In: Statistics and Probability
If you want to know how important spam filters are to your online experience, try turning them off for a day. You’ll quickly see why these tools we tend to take for granted are so essential. Generally speaking, a filtering solution applied to your email system uses a set of protocols to determine which incoming messages are spam and which are not. What the filters checks on can vary, but often they all do basically the same thing: scan header information for evidence of malice, look up senders on blacklists of known spammers, and filter content for patterns that point to junk mail.
Suppose that a particular spam filter uses a points-based system in which various aspects of an email trigger an accumulation of points – with 100 points being the maximum and strongly indicating spam. So, more points for a particular email becomes stronger evidence that it is spam. After accumulating a sufficient number of points, the spam filter classifies the email as spam and it does not reach your inbox. This process is similar to hypothesis testing in the following way for each email it reviews: H0: The email is a real message (not spam) HA: The email is spam Using the above hypothesis setting context, answer the following questions using language/terms we have covered related to hypothesis testing:
a. When the filter allows spam to slip through into your inbox, which kind of error is that? Explain in terms of the hypotheses above.
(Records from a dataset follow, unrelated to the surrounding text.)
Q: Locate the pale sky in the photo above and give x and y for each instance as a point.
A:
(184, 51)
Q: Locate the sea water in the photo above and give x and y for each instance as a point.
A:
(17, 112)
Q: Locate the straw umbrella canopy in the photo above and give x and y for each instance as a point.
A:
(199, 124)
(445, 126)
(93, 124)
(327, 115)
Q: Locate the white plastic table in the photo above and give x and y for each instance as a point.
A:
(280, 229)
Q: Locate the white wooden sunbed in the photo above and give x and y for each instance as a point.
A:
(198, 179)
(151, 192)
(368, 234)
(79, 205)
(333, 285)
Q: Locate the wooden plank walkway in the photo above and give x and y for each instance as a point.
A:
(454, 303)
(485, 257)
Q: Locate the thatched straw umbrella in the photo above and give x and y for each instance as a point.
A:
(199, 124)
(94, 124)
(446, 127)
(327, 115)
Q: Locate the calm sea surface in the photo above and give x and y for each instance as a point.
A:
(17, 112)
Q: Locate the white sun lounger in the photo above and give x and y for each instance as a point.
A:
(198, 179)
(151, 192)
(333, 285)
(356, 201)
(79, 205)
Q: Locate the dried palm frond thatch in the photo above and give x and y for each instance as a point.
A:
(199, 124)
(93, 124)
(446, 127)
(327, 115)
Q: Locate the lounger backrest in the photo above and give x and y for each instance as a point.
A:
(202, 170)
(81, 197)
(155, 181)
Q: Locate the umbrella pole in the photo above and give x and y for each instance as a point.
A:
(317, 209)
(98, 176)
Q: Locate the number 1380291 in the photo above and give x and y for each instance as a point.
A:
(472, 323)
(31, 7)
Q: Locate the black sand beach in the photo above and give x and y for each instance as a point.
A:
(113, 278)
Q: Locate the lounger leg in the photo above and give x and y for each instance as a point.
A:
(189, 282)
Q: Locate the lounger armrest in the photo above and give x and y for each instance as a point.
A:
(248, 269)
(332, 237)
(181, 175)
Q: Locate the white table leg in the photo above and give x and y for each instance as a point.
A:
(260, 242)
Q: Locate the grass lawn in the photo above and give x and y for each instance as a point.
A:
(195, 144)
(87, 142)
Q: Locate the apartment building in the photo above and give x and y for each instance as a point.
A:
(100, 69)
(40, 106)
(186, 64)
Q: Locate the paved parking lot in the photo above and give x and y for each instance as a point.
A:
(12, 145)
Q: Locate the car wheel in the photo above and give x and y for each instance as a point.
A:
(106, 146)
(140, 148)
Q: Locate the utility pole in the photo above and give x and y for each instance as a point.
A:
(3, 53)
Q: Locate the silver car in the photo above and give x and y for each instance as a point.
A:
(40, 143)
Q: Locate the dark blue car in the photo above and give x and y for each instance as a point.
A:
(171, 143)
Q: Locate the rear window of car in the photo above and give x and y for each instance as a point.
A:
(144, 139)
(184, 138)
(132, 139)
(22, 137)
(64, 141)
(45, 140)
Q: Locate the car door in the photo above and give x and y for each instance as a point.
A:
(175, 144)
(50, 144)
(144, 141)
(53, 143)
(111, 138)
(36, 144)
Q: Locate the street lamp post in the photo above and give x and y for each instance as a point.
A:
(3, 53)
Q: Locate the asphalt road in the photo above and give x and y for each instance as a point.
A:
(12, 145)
b. Which kind of error is it when a real (i.e., non-spam) email gets classified as spam and does not get to your inbox? Explain in terms of the hypotheses above.
c. Suppose that this particular spam filter classifies spam as any email getting 50 points or higher. However, you reset the filter to use 60 points or higher before classifying it as spam. Is that analogous to choosing a higher or lower alpha level for a hypothesis test. Explain in terms of the hypotheses above.
d. What impact does this change in the spam cutoff value have on the chance of each type of error in hypothesis testing? Explain.
e. What does “power” mean in this context of the spam filter, and how is it related to one of the two types of errors? Explain in terms of the hypotheses above.